The Tin of Honey:
Zoe knelt by the tiny trickle of water that seeped out around the rocks. She wet some dirt and caked it on the stings that liberally dotted her face and arms. Zoe breathed a sigh as the mud eased the discomfort. The little girl would be filthy by the end of the day, but she doubted anyone would notice.
There was a scuff of sound and Zoe whirled low into the deepest shadows of the rocks. “It’s just me,” came the whisper. Bright green eyes under a messy thatch of brown peered over the edge of the gully.
The little girl sagged in relief. Sam wouldn’t tell on her.
The boy studied his small friend. “I see you found the bee’s nest. Did you get the honey Robson wanted?”
The little girl nodded. She knew the man’s desire for the sweet. He had impatiently pried open the can and grabbed a honeycomb as soon as she delivered it last time. Zoe pointed to the large tin. She stood and brushed the drying mud off her palms as she moved to the container and lifted it into her arms. Sam shook his head at the picture. The tin seemed almost as big as she was. “You got that okay? Both of us have to get back to the work team. We’re late. I’ll see you there.”
Zoe shook the tangle of tawny-colored hair out of her eyes and nodded toward the top of the gully. Sam picked up his bucket of berries and, with a wave, disappeared over the rise.
The youngster scrambled up the slope. The tin was big and awkward in her arms and she stumbled, jarring the container. She struggled to get her balance. Though she knew Sam would have helped her, she couldn’t allow that. There were consequences if she didn’t pull her weight.
Stopping at the edge of the wheat field, she set the big tin down again and rubbed at the bee sting at the edge of her collar of obedience. Nothing could be done about that particular sting. It was just going to chafe against the hard edges of the band. The collar was impossible to take off. All the kids wore one. Robson had found them in the old prison storage room and used them to ensure the orphans did as they were told. The collar was constructed in a series of overlapping metal flakes. It reminded her of the scales of the snake she had seen near the compound last week.
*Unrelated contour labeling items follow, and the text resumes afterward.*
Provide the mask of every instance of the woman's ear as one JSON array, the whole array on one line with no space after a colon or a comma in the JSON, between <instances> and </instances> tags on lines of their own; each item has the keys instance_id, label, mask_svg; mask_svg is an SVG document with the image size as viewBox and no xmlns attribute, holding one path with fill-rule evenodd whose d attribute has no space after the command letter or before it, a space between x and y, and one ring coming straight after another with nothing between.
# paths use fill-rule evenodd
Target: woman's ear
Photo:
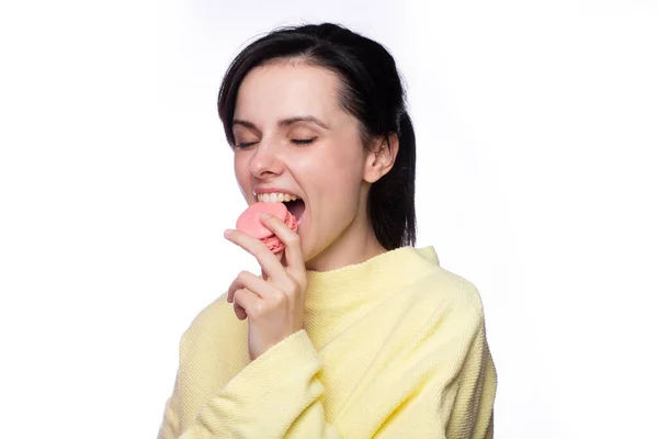
<instances>
[{"instance_id":1,"label":"woman's ear","mask_svg":"<svg viewBox=\"0 0 658 439\"><path fill-rule=\"evenodd\" d=\"M390 133L375 139L368 149L363 169L363 179L374 183L393 168L400 144L397 134Z\"/></svg>"}]
</instances>

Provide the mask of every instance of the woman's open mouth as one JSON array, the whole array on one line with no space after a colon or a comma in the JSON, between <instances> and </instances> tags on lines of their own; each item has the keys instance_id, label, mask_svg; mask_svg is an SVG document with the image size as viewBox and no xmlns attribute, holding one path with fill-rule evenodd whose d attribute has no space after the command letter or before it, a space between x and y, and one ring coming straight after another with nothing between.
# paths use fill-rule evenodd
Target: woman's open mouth
<instances>
[{"instance_id":1,"label":"woman's open mouth","mask_svg":"<svg viewBox=\"0 0 658 439\"><path fill-rule=\"evenodd\" d=\"M288 212L293 214L295 219L297 219L297 224L302 224L304 211L306 210L306 203L300 196L286 192L263 192L257 193L256 199L261 203L285 204Z\"/></svg>"}]
</instances>

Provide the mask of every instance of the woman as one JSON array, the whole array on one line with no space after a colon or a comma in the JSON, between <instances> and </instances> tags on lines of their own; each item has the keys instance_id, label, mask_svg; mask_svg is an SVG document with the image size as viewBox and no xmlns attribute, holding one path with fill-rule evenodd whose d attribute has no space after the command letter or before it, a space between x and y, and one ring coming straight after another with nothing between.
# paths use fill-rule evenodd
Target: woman
<instances>
[{"instance_id":1,"label":"woman","mask_svg":"<svg viewBox=\"0 0 658 439\"><path fill-rule=\"evenodd\" d=\"M226 74L219 116L248 204L286 200L181 338L159 438L490 438L496 371L475 286L416 249L416 145L379 44L277 30Z\"/></svg>"}]
</instances>

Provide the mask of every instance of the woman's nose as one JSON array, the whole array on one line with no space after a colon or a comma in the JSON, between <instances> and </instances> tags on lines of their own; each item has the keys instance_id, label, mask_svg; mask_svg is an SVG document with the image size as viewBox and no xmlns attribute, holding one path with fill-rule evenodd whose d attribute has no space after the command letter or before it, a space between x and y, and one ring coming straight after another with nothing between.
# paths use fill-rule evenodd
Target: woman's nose
<instances>
[{"instance_id":1,"label":"woman's nose","mask_svg":"<svg viewBox=\"0 0 658 439\"><path fill-rule=\"evenodd\" d=\"M262 179L269 176L279 176L283 172L283 164L273 146L261 143L251 156L249 170L253 177Z\"/></svg>"}]
</instances>

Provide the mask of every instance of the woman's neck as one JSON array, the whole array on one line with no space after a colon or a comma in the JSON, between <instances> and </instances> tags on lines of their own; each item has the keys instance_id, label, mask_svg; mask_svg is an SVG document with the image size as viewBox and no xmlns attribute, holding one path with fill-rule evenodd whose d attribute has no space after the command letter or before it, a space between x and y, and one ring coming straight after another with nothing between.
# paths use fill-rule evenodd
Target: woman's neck
<instances>
[{"instance_id":1,"label":"woman's neck","mask_svg":"<svg viewBox=\"0 0 658 439\"><path fill-rule=\"evenodd\" d=\"M337 270L364 262L386 252L367 221L352 223L341 236L313 259L306 261L306 269L313 271Z\"/></svg>"}]
</instances>

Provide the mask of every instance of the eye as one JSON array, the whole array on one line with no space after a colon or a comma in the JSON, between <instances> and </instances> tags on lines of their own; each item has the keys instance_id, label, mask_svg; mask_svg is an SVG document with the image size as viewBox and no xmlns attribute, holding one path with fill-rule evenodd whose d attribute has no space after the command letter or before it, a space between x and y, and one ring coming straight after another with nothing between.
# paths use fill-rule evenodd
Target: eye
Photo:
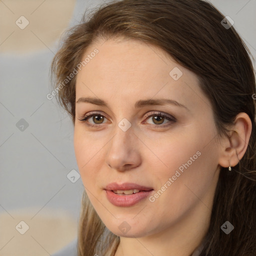
<instances>
[{"instance_id":1,"label":"eye","mask_svg":"<svg viewBox=\"0 0 256 256\"><path fill-rule=\"evenodd\" d=\"M169 122L167 122L168 123L174 123L176 122L176 118L172 116L168 115L164 113L161 113L160 112L154 112L152 113L150 112L146 114L146 118L149 119L149 118L152 117L152 120L154 123L152 124L155 126L160 126L160 128L166 127L170 125L170 124L162 125L162 124L164 124L164 120L167 120L170 121ZM100 124L104 124L103 122L104 118L106 119L106 118L100 113L96 112L92 114L91 113L90 114L86 114L82 118L82 119L79 119L79 120L82 122L85 122L86 124L88 126L100 127ZM88 121L90 119L92 120L94 124L92 124L92 122ZM146 122L144 121L142 124L146 124Z\"/></svg>"},{"instance_id":2,"label":"eye","mask_svg":"<svg viewBox=\"0 0 256 256\"><path fill-rule=\"evenodd\" d=\"M153 122L153 125L155 124L156 126L158 126L160 127L166 127L170 125L170 124L167 125L162 125L164 124L164 120L167 120L170 121L168 122L176 122L176 120L174 118L171 116L168 115L164 113L161 113L160 112L154 112L152 113L148 113L146 115L146 118L152 118L152 120ZM148 118L150 119L150 118ZM146 122L142 122L143 124L145 124Z\"/></svg>"},{"instance_id":3,"label":"eye","mask_svg":"<svg viewBox=\"0 0 256 256\"><path fill-rule=\"evenodd\" d=\"M102 116L102 114L100 114L99 113L94 113L91 114L87 114L84 116L82 120L79 120L82 122L86 122L86 126L99 126L98 124L104 124L102 121L105 118L105 116ZM88 122L87 120L92 119L92 122L96 124L92 124L90 122Z\"/></svg>"}]
</instances>

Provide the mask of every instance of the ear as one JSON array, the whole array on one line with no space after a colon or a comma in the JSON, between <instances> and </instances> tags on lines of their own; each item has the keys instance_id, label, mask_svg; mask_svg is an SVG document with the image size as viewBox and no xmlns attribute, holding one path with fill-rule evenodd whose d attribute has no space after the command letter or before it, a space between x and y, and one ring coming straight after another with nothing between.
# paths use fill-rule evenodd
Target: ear
<instances>
[{"instance_id":1,"label":"ear","mask_svg":"<svg viewBox=\"0 0 256 256\"><path fill-rule=\"evenodd\" d=\"M236 166L246 153L250 134L252 122L248 116L239 113L230 132L230 137L222 139L219 164L222 167Z\"/></svg>"}]
</instances>

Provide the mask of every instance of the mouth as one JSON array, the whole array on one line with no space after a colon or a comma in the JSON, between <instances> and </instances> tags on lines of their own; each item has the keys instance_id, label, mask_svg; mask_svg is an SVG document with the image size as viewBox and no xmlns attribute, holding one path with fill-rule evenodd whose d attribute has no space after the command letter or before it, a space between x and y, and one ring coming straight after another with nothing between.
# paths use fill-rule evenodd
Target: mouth
<instances>
[{"instance_id":1,"label":"mouth","mask_svg":"<svg viewBox=\"0 0 256 256\"><path fill-rule=\"evenodd\" d=\"M128 207L142 202L150 195L154 190L132 183L112 183L104 190L106 198L111 204L115 206Z\"/></svg>"}]
</instances>

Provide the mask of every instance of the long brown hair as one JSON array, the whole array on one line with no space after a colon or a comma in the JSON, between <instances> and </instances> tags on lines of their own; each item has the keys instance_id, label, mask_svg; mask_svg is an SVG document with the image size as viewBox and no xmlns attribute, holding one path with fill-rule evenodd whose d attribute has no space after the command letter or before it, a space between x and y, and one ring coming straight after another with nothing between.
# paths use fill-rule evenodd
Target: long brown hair
<instances>
[{"instance_id":1,"label":"long brown hair","mask_svg":"<svg viewBox=\"0 0 256 256\"><path fill-rule=\"evenodd\" d=\"M200 0L122 0L102 5L67 30L52 60L52 78L58 89L57 100L74 125L76 76L64 85L63 81L78 69L83 54L97 38L124 36L158 46L198 76L211 102L219 136L228 136L226 125L232 124L238 113L247 114L252 124L248 145L232 172L221 167L200 256L252 256L256 255L255 76L248 49L234 26L223 26L224 18L211 4ZM234 226L228 235L220 229L226 220ZM114 256L119 242L84 191L78 256Z\"/></svg>"}]
</instances>

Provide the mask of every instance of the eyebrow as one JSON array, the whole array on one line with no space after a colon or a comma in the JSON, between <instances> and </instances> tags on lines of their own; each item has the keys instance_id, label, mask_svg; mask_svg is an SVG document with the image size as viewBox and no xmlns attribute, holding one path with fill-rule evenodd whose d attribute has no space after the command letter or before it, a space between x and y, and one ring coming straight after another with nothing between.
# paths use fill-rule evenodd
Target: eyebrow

With a sigh, she squatted down and wrapped her skinny arms around the tin. She got the weight balanced and started through the waving grass. Running was impossible, but she hurried the best she could. Sam was far in the distance and would reach the other orphans probably ten minutes ahead of her.
A Crystal Snowflake:
Orion gave a quick scan of the room. He needed to make sure he had everything important. His backpack was stuffed and the computer case held so much that there were edges of paper sticking out of it in a haphazard manner. The slender young man slung the strap of the computer bag over his shoulder, grabbed the backpack and headed for the front door. His hand paused as he reached for the knob and he looked out the window.
It was dark and he could see the snow falling through the street lights. There didn’t seem to be anyone about, so he slipped from the house and walked casually to his trusty old Chevy, his breath coming out in rapid visible puffs. The nonchalance was an act. He wanted anyone watching to assume he was going to M.I.T. to get in some late night work. He scanned the shadows, hoping that no one was there. He threw his backpack on the passenger seat then wedged the computer case between it and the seat back. He wanted both within easy reach. Once buckled in, he allowed his nervousness to slip out and thoroughly checked the view from his mirrors.
He eased onto the street and when there was no sign of his tires slipping, increased his speed. Orion reached into the pocket of the backpack for the pre-paid phone that he’d picked up when he determined his cell had been tapped. At the stop sign, he punched in a number. The snow flurries were increasing and he switched on the wipers. Orion waited for his friend to pick up.
He smiled when he heard her voice and responded by saying, “I’m on my way and no one is following me. Just in case, I sent instructions to our safe place. Don’t worry about retrieving the envelope unless I don’t get there by morning. Okay. Gotta go. I’ll be at your door for breakfast with your favorite croissants. Have the coffee brewed.”
Orion laughed at the response. “Okay. I need to concentrate on driving in this stuff. See you soon, Chayse. Bye.”
Beyond the stop sign, the road sloped to a picturesque country bridge, one of many that dotted the New England states. He had to admit it was beautiful in the snowfall but with the driving conditions worsening, he focused on how the car responded to his small adjustments in steering. In the weak light, he didn’t notice the watcher standing in the shelter of some trees on the far side of the road. The muffled figure took a box out of his pocket, pointed it at the car and pushed a button. The loud sibilant schwuff of the slush hitting the car’s undercarriage drowned out the pop.
Without any warning, Orion’s power steering quit. Working to compensate on the slick road, he fought to correct the fish-tailing motion of the car. “Shit!” He tapped the brakes and was horrified as his foot went all the way to the floor.
Fighting the wheel and the momentum of the old Chevy on the slippery surface became his entire focus…and he was losing. He tried gearing down and applying the emergency brake, but the car went into a spin and he caught a glimpse of the bridge railing coming up too fast. “Shit!” The car broke through the wooden barrier and sailed into the darkness over the side.